In XQuery 4 we have similar possibilities. The functions
tf:containsText
, tf:containsAdjacentText
and
tf:containsNearText
support text retrieval operations.
The contains
operator is case insensitive, and it can also
use wildcards to search for word fragments. For example, the search strings
"*-bop", "BE-*",
"B*p", "*e-bo*" would
find all descriptions that contain "be-bop".
However, the last search string "*e-bo*" only uses
the index if the database parameter Word Fragment Index
is set to
"yes" (Tamino Manager).
This option is set to "no" by default, because using
the word fragment index causes substantial overhead (all possible word
fragments must be extracted from words and stored as index values!).

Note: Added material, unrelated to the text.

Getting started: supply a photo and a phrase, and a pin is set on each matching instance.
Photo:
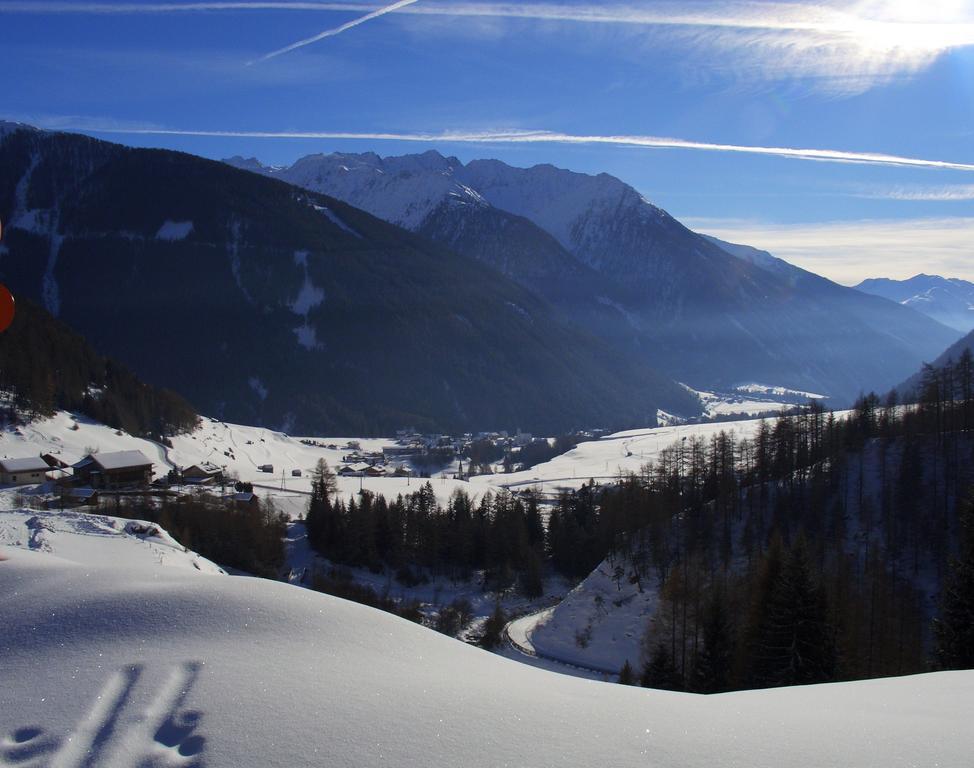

Even without using the word fragment index, text indexes
require more overhead than standard indexes. We should therefore use the text
index facility only for those nodes that we really plan to access with the
X-Query contains
(~=
) operator or the XQuery text
retrieval operators.
Words that are very likely to be used as indexes should be defined in
load lists. This can be done by adding a load list document to our
database into collection ino:vocabulary
. For example:
<?xml version="1.0" encoding="iso-8859-1" ?> <ino:loadlist ino:loadlistname="myloadlist" xmlns:ino="http://namespaces.softwareag.com/tamino/response2"> <ino:word>jazz</ino:word> <ino:word>blues</ino:word> <ino:word>swing</ino:word> <ino:word>ragtime</ino:word> </ino:loadlist>
The required schema is already defined in Tamino. It is possible to define several load lists (with different names). When a database is started, Tamino concatenates all load lists stored in the database and pre-loads the words contained in them for the indexing to speed up the loading of documents.